You are viewing a plain text version of this content. The canonical link for it is here.
Posted to commits@kyuubi.apache.org by fe...@apache.org on 2023/01/15 23:44:25 UTC

[kyuubi] branch master updated: [KYUUBI #4155] Reduce the application info call for batch

This is an automated email from the ASF dual-hosted git repository.

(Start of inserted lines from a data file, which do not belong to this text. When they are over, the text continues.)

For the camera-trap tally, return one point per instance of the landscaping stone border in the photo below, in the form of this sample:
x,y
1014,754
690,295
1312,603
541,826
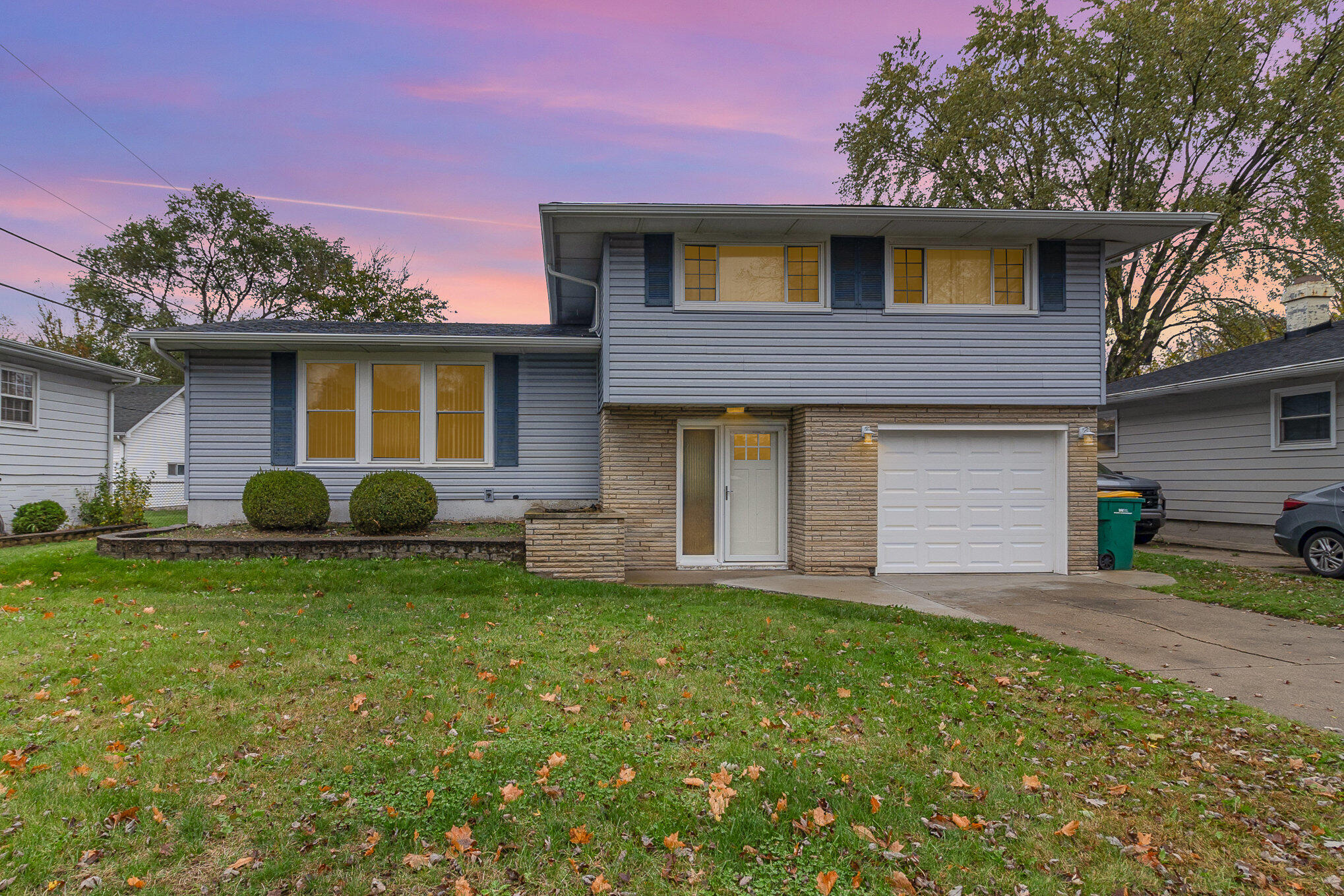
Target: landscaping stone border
x,y
62,535
169,543
576,545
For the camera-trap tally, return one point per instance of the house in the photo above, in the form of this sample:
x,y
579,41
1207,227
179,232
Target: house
x,y
55,425
831,388
1233,434
151,437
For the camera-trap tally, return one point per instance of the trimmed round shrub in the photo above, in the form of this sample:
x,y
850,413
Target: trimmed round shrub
x,y
393,501
286,500
40,516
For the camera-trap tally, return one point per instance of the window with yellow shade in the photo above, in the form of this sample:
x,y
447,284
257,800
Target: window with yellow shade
x,y
460,422
396,433
959,277
331,411
752,274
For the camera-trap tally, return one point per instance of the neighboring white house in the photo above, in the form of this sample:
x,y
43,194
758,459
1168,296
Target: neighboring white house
x,y
151,437
55,423
1231,436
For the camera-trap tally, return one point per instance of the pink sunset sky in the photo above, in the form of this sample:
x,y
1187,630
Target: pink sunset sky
x,y
433,129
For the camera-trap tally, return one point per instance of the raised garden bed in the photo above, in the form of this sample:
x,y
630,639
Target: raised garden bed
x,y
449,542
62,535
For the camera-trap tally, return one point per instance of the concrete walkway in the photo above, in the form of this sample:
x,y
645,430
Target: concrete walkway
x,y
1289,668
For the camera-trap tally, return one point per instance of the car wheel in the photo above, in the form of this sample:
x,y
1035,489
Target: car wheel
x,y
1324,554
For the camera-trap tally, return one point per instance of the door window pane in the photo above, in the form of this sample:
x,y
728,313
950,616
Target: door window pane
x,y
698,493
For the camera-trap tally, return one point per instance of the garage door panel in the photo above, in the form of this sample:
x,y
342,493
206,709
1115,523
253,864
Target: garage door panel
x,y
972,501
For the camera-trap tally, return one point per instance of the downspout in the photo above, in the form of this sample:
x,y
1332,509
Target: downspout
x,y
597,295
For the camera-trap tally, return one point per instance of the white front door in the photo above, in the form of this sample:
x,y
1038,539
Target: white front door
x,y
730,493
965,500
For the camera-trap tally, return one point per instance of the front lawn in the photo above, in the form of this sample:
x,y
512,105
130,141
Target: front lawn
x,y
1283,594
428,726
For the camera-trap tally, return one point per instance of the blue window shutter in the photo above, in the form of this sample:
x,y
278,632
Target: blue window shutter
x,y
858,272
657,270
1050,262
284,378
506,410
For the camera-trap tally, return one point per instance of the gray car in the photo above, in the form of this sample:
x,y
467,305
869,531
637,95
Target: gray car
x,y
1312,527
1155,504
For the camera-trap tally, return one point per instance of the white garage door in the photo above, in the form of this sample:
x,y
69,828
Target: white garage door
x,y
968,501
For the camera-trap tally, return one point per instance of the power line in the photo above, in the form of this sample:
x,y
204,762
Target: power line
x,y
119,281
78,311
54,196
86,116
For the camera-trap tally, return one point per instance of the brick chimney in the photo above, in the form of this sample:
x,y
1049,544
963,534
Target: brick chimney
x,y
1306,305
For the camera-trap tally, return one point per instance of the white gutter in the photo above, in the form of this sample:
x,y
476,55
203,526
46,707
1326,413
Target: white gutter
x,y
1329,366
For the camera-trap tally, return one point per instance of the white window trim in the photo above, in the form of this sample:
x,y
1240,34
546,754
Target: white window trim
x,y
1113,415
822,305
1029,281
37,394
363,413
1275,409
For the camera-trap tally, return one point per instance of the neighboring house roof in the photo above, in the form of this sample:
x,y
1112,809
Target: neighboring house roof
x,y
1297,355
291,334
94,370
137,402
573,233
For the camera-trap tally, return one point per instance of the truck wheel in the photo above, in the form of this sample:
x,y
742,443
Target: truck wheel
x,y
1324,554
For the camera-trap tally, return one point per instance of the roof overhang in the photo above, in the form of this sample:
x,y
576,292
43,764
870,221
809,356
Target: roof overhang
x,y
572,233
96,370
253,342
1312,369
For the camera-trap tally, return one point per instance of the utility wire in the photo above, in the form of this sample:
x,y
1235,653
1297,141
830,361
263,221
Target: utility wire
x,y
86,116
131,288
78,311
54,196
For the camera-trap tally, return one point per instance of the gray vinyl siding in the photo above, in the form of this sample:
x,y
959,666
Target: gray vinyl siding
x,y
1211,453
669,356
66,452
229,431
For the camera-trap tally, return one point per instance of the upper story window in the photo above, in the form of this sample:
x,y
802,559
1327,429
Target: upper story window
x,y
756,274
1302,417
18,397
363,411
993,277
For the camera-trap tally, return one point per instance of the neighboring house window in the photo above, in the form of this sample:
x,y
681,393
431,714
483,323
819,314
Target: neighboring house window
x,y
942,277
397,413
1108,442
1304,417
752,274
18,397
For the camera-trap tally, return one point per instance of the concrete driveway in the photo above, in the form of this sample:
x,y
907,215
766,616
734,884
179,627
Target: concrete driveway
x,y
1289,668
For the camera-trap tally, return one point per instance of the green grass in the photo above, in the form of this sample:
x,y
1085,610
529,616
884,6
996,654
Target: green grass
x,y
305,709
166,518
1283,594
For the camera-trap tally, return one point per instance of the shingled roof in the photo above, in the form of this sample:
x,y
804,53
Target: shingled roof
x,y
1300,349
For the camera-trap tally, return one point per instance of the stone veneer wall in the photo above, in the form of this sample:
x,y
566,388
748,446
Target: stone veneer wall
x,y
576,546
832,477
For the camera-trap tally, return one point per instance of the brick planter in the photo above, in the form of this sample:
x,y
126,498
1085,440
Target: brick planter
x,y
61,535
176,543
576,545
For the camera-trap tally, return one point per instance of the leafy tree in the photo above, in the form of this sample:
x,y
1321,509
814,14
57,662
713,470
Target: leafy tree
x,y
220,256
1231,106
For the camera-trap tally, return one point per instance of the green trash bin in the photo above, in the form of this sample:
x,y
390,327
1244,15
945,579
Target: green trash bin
x,y
1117,512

feiwang pushed a commit to branch master
in repository https://gitbox.apache.org/repos/asf/kyuubi.git


The following commit(s) were added to refs/heads/master by this push:
     new b420243a1 [KYUUBI #4155] Reduce the application info call for batch
b420243a1 is described below

commit b420243a1faef3c24a5c425eeac6b73ff59bd428
Author: fwang12 <fw...@ebay.com>
AuthorDate: Mon Jan 16 07:44:15 2023 +0800

    [KYUUBI #4155] Reduce the application info call for batch
    
    ### _Why are the changes needed?_
    
    Reduce the application info call for batch.
    - If terminated and applicationInfo is defined, return applicationInfo directly.
    - For batch report, return the existing applicationInfo directly.
    
    ### _How was this patch tested?_
    - [ ] Add some test cases that check the changes thoroughly including negative and positive cases if possible
    
    - [ ] Add screenshots for manual tests if appropriate
    
    - [x] [Run test](https://kyuubi.apache.org/docs/latest/develop_tools/testing.html#running-tests) locally before make a pull request
    
    Closes #4155 from turboFei/terminate_state.
    
    Closes #4155
    
    9d7e16121 [fwang12] comment
    a0d70a633 [fwang12] Fix style
    d9814c5b4 [fwang12] get or fetch
    e547ff071 [fwang12] refine the variable
    f9130e30e [fwang12] refactor code
    5913d2419 [fwang12] fix ut
    3b2772672 [fwang12] reduce app info call
    a001dd9c4 [fwang12] do not call yarn for batch report
    beaa54b32 [fwang12] if terminated, do not call
    
    Authored-by: fwang12 <fw...@ebay.com>
    Signed-off-by: fwang12 <fw...@ebay.com>
---
 .../test/spark/SparkOnKubernetesTestsSuite.scala   |  2 +-
 .../kyuubi/operation/BatchJobSubmission.scala      | 59 ++++++++++++----------
 .../operation/KyuubiApplicationOperation.scala     |  2 +-
 .../org/apache/kyuubi/operation/LaunchEngine.scala |  2 +-
 .../kyuubi/server/api/v1/BatchesResource.scala     |  2 +-
 .../org/apache/kyuubi/WithKyuubiServerOnYarn.scala | 10 ++--
 6 files changed, 42 insertions(+), 35 deletions(-)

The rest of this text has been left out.